第25回不妊カウンセラー・体外受精コーディネーター養成講座に参加して

山中 栄子  
 2009年10月10日・11日と東京で開催された第25回不妊カウンセラー・体外受精コーディネーター養成講座に参加して興味深い講演、考えさせられた内容を挙げました。

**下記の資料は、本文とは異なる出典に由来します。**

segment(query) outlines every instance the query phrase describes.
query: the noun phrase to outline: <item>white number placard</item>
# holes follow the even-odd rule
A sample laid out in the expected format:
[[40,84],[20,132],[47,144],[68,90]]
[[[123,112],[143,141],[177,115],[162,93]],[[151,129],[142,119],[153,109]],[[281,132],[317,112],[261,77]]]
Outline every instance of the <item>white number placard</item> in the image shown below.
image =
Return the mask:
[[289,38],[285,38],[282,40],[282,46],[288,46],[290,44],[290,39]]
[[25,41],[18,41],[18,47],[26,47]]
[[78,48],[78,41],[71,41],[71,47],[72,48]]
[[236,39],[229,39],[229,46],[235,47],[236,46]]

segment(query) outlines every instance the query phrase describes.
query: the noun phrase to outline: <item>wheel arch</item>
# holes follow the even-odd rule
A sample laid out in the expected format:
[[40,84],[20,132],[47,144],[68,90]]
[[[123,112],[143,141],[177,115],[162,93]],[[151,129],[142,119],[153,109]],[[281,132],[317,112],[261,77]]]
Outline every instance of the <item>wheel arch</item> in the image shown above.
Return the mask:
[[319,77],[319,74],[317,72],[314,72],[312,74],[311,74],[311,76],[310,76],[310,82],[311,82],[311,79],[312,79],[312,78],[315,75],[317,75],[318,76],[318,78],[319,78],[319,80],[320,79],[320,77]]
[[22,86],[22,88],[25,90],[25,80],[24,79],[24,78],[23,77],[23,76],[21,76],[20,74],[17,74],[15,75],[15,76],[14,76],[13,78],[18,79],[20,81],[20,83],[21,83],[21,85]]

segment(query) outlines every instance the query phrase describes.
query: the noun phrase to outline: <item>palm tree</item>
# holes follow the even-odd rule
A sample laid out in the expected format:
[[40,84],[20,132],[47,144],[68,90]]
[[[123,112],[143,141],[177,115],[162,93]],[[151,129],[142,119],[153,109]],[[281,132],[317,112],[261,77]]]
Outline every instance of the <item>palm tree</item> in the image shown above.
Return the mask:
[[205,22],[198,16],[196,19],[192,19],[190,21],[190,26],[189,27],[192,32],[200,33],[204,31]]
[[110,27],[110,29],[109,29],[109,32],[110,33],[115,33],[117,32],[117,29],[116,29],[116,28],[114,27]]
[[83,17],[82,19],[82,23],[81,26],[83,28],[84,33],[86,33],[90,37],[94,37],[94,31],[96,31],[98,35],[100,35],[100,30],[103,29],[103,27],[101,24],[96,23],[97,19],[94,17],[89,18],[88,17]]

今回の特色として、様々な分野からの講師の講演でした。
小児科医、泌尿器科医、漢方を専門にした講師に加え、今まで出自に関しての講演は第3者の講師でしたが今回は当事者の講演があり、とても心に残りました。

まず小児科医の講演です。ヒトの性には6つの性があると考えておられ、染色体・性腺・内性器・外性器・ gender identity(自己意識)・法律上の性を挙げられました。普通は遺伝で決定されるものであるが、昨今 gender identity(自己意識)の問題も大きく取り上げられ尊重されるものだとゆう意見をされていました。

講演中、恐縮されていましたが小児科医の立場からARTにより子供を授かった段階の負の側面(リスク) を述べられていました。そのリスクとは(1)生まれてきた子どものリスク、(2)母親のリスクB家族のリスク、(3)ARTに携わる医療従事者、すなわち産科医、小児科医、不妊カウンセラー、体外受精コーディネーター、 遺伝カウンセラーなどのリスク、(4)不妊医療そのもの、参加あるいは小児科一般治療、新生児医療(とくに NICU)のリスク、(5)社会のリスクです。ARTにより生まれた子供の追跡調査が行われていない現状があることも問題と提議されていたことも印象に残りました。

漢方を専門にされている講師の内容については難しいかなと思っていましたが、当院の笠岡院長も漢方に 精通しており笠岡院長の勉強会で聞いた内容とだぶり聞きやすかったことです。 当クリニックに通われている方も漢方薬の処方があると思われたかもしれませんね。

最後に出自に関しての講演ですが、『非配偶者間人工授精AIDにおける出自を知る権利』と題して講演された当事者の講演です。

*非配偶者間人工授精AIDとは無精子症の父親の代わりに匿名ドナーの精子を不妊治療に使うことで子どもを作る治療

講師は内科医でありたまたま偶然に事実を知り、親子関係に疑問を持っていなかった講師には突然の出来事であり自分がいったい何者かわからずにあ然と過ご時期がありそれを乗り越えての講演でした。 婦人科医たちは告知をしない方向で指導してきたため、おおくのカップルが子供への事実告知に否定的であり、実に95%にカップルが告知しないという 調査結果があるとのことでした。事実告知の方法が確立されてものではありませんが、事実告知に際して波は両親と子どもだけでは困難も多く、 医療者、カウンセラー、福祉・養育の専門家など幅広い関連職種のサポートが必要だと講師は 結んでいました。
実際、当クリニックではAIDの施行はしていませんが当事者からの訴えを聞き、ARTに関わってきた自分としては考えさせられる講演でした。

今回、知りえた情報や知識は治療に役立てられる努力をしていきたいと思いました。